Can you tell MoW more about the techniques you used. How old is your technique? How did it start? How long does it take you to make an artwork ?

I've always cut up pictures and turn them into something with a completely different feeling or concept. That 'cut and paste' goes back really far. In college I worked for the Hilde Gerst Gallery in Palm Beach, she was a tough ol' lady, but trusted me and gave some great advice. She gave me an appreciation for the masters as well. She once sent me to a framer with an original Renoir. It was a painting he had done of a cherub on an old used pallet of his, she tossed it into a paper bag and sent me out the door knowing no one would ever suspect a kid walking with Renoir in a paper bag, it gave me an added appreciation for the masters and current happenings.  I was an art director of a few newspapers when it was all cut and paste with a waxer doing layouts. then moved back from FL to NY to work at Grumman aerospace as a graphic specialist, doing airbrushed paintings from technical drawings for F-14, EA-6B and NASA. When computers burst into the scene in the mid eighties I jumped right in. It was a natural migration. For a time I kept computer imaging out of my fine art. I had trouble justifying a giclée, now I wouldn't want to be without it. Currently I'll work an image on my systems and go for large color outputs, then wheatpaste onto canvas and paint or spray to achieve the image I'm going after. Creations aren't real until they go from virtual images to canvas. Makes them tangible. A piece can take me from a couple of days to a couple of weeks, the idea for one finding the right image(s) can take years. Once achieved I like to work quickly to capture the vision but they all go through stages. I compare them to children, for a while their basic and unlayered, then teens, a complete mess then onto being a full individual voice.

Do you have plans on creating new artworks inspired by music ?

Music is always an inspiration. to me it's unavoidable. I like paying homage to rebels and the clubs and venues that hosted them... No doubt there's more in the future. I also like tossing religion and pop culture into the mix as well. My last show was at the Gibson Guitar Showroom in Wynwood Miami. Showing with LEBO and the Magic City All-Stars, a group of really talented Miami artists. It's an incredible place to be inspired, especially as a guitarist. Checking out the Ferraris of the guitar world and being able to play them is a dream. Musicians and Artists are an inspiring bunch and I always gravitate to creative minded people.
Do you listen to music when you’re working ? If so, what kind of music ?

I don't listen to music when I work too often, I do listen to music when I'm in the studio with other artists. I'll play some Beck, Nirvana mix it up with some Missy Elliot, a definite mix of bands new and old... When by myself I stay focused, put on a brain numbing science or talk show and paint. It's hard to paint when your dancing. 

What is the song you liked the most lately?

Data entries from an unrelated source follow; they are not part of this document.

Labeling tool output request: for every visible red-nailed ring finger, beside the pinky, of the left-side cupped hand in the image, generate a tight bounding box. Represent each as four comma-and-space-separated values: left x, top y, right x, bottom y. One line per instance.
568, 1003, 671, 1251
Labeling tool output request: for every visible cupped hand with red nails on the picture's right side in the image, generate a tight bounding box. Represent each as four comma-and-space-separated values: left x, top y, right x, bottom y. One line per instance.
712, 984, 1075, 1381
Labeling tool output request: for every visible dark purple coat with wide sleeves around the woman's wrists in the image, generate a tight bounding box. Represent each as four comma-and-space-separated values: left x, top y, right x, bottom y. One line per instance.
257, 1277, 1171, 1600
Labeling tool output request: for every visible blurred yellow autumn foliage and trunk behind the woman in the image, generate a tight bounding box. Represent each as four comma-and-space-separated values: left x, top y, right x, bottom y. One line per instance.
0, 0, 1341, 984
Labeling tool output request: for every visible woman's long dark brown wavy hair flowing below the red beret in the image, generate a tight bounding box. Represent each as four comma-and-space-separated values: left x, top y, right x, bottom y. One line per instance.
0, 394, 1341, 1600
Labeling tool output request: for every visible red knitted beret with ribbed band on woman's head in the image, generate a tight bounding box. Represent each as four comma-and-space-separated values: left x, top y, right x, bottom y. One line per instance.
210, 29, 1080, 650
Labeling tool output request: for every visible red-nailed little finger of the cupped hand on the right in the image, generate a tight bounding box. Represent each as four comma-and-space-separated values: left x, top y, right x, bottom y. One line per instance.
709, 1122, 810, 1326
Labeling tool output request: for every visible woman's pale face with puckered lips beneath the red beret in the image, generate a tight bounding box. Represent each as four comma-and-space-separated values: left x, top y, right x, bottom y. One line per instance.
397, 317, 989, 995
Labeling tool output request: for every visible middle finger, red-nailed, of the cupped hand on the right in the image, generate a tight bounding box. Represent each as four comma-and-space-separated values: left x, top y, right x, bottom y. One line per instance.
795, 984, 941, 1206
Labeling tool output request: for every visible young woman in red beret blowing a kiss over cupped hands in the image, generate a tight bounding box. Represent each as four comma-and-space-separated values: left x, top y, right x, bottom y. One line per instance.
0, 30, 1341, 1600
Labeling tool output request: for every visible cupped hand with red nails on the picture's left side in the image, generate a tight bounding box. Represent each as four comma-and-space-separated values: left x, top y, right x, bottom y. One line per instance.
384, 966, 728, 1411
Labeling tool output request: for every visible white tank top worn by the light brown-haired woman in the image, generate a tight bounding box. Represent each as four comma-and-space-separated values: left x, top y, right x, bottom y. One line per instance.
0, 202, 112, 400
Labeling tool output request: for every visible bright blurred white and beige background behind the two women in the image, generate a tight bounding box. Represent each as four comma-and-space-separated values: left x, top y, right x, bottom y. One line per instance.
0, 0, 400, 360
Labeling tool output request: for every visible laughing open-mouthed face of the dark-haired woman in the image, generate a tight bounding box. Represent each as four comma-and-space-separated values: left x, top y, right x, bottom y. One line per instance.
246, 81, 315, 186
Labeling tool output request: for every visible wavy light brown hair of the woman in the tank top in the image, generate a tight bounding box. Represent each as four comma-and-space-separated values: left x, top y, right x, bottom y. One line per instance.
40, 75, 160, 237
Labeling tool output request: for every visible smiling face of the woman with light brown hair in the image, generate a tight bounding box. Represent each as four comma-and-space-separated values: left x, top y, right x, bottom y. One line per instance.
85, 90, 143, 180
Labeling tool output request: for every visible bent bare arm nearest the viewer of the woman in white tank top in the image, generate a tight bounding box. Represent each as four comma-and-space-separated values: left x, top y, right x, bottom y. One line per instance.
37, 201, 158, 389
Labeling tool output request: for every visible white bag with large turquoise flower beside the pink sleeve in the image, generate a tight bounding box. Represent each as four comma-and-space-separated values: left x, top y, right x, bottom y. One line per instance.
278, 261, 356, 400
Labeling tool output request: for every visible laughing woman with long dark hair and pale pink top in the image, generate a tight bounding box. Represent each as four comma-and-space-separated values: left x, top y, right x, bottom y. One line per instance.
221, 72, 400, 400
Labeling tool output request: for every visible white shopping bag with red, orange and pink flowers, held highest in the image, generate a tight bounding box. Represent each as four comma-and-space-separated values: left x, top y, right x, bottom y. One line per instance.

The album ? What was the last gig you went to ?

Lately I've been into Peter Fox, German dude who also plays with SEEED. Their new song Blink Blink has been filling the walls and his last solo album Alles neu totally into the cold steel drum line he plays with. I have no clue what their saying for the most part but it has a great vibe.

A little while back went to The Red Hot Chili Peppers concert and also had the pleasure of seeing the Beastie Boys at Nassau Coliseum NY unbelievably talented guys. I miss them. 

Are you a musician yourself ? If so can you tell MoW more about your music projects ? 

I play guitar, still like to write music. Garage Band on iPad is a gotta have. What's amazing to me is the technology behind it all that makes it so seamless. I still play though not as much as I'd like to. I have a few song that i'd love to get into a studio. one day at a time. I always need to stay creative, pay my bills and keep writing my songs with my paintings.